In the section on priorities and strategies for action, the document lists two themes: population control and conservation of natural resources. Surely, there are a few other priorities before the country. Even in these two themes, we get only a list of things that need to be done to control the population and to conserve land and water, atmosphere, biodiversity and biomass. Similarly, another section on development policies from environmental perspectives lists what needs to be done in the areas of agriculture, irrigation, animal husbandry, forestry, energy generation and use, industrial development, mining and quarrying, tourism, transportation and human settlements. The list is undoubtedly long but, as is true of all lists, much more can be added. All this, however, is not the document's key shortcoming.

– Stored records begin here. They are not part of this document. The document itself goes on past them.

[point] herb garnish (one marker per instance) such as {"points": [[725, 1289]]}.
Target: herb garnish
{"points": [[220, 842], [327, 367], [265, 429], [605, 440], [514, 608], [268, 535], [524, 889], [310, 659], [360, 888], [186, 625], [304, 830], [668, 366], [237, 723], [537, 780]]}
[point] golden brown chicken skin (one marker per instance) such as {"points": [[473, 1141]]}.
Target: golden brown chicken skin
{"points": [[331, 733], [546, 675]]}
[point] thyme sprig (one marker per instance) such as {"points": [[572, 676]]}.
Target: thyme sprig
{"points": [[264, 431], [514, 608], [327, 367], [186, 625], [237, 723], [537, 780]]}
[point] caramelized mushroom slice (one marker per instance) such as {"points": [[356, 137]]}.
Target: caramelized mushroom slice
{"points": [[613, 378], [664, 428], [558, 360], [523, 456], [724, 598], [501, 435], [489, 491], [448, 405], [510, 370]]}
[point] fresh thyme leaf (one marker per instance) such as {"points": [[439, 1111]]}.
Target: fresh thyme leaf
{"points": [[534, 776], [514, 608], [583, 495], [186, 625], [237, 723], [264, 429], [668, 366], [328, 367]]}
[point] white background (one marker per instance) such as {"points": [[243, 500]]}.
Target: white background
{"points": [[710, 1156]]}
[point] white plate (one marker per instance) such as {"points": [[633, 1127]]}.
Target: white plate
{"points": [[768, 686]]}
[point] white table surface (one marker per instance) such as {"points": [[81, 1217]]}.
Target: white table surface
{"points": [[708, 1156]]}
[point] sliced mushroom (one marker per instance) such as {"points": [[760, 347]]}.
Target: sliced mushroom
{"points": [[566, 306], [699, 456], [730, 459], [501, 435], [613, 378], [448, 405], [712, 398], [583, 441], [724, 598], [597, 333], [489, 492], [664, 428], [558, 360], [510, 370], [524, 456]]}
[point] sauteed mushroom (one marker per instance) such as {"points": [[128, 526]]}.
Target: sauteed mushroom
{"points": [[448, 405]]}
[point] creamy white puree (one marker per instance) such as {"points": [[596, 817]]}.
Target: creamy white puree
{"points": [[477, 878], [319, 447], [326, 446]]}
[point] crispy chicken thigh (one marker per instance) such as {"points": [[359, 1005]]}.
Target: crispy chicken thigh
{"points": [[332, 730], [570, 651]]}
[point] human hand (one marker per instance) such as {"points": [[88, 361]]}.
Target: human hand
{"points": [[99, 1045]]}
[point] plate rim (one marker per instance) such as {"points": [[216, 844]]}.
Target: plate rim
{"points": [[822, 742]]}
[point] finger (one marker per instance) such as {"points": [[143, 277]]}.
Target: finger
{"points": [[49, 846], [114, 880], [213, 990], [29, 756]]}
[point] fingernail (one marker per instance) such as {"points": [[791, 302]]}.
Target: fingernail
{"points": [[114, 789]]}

The document was produced by a committee of eminent experts and NGOs, headed by M S Swaminathan, and presented to the Union cabinet and Parliament. Committees rarely present a work of art or of much profound thought, but if what this committee has presented is a document of current consensus on what needs to be done, then the consensus clearly lacks ideas about how various pious intentions are to be implemented.

Until Indian society and its leaders decide clearly who will ensure the reconciling of environment and development and who will have the power to choose the trade-offs, nothing much will come out of such documents. For instance, the document suggests legislative measures to check overexploitation of surface and groundwater for various uses. But all large dams and canals in the country are constructed by the Central and state governments? Aren't there enough laws in the country to check government agencies against overexploitation of rivers? And, if a new environment law is needed, wouldn't the omnibus Environment Protection Act be sufficient?

Take the case of groundwater. Outside the portals of bureaucracy, does anybody believe that a new law can stop people from pumping out too much groundwater? The country has half a million villages and millions upon millions of tubewells. Are we going to create an army of tubewell inspectors to implement this law?

The central issue -- and one that the document avoids except for a brief and totally inadequate reference in passing -- is that of institutional change. The document gives the impression that existing bureaucratic mechanisms will provide us with a brave, new world that will be both green and wonderful, full of food and other goodies, and with all the conveniences of life. Unfortunately, this has never happened anywhere in the world and it is quite unlikely to happen in India, either.

Issues of regulation and development support should be left to the government and its agencies; issues of development, to the people, and issues relating to choices that involve trade-offs, to institutional mechanisms that empower the poor and those who are likely to be affected by adverse decisions. The latter is especially needed in India, which has a dual society with high inequalities and development projects that often benefit one group at the cost of another. Therefore, it is vital that each of these issues is carefully identified, the roles of each type of institution spelt out, and careful thought is given to the structure of new institutions.

"Public participation" and "people's involvement" are phrases sprinkled liberally throughout the document. But who is going to ensure people's participation? And, what does people's participation mean -- government participation in people's projects or people's participation in government projects? People's participation is a vacuous phrase unless it reflects people's determination. New institutions are needed to ensure people can determine their development in their area of competence and within their resource base.

Indian environmentalists, like many other environmentalists in the South, are looking for new development processes. Their search is difficult and ambitious but nevertheless laudable because they are trying to reconcile near-irreconciliables: conservation with exploitation, balances with pressures and need with greed. But this document is unlikely to help anybody because, despite its title, it has no element of strategy in it. It is quite difficult to see how Mr Kamal Nath can work in harmony with Mr Kalpnath Rai but yet the policy statement remains silent on who can ensure they collaborate. Can there be some institutions for people's participation in this area?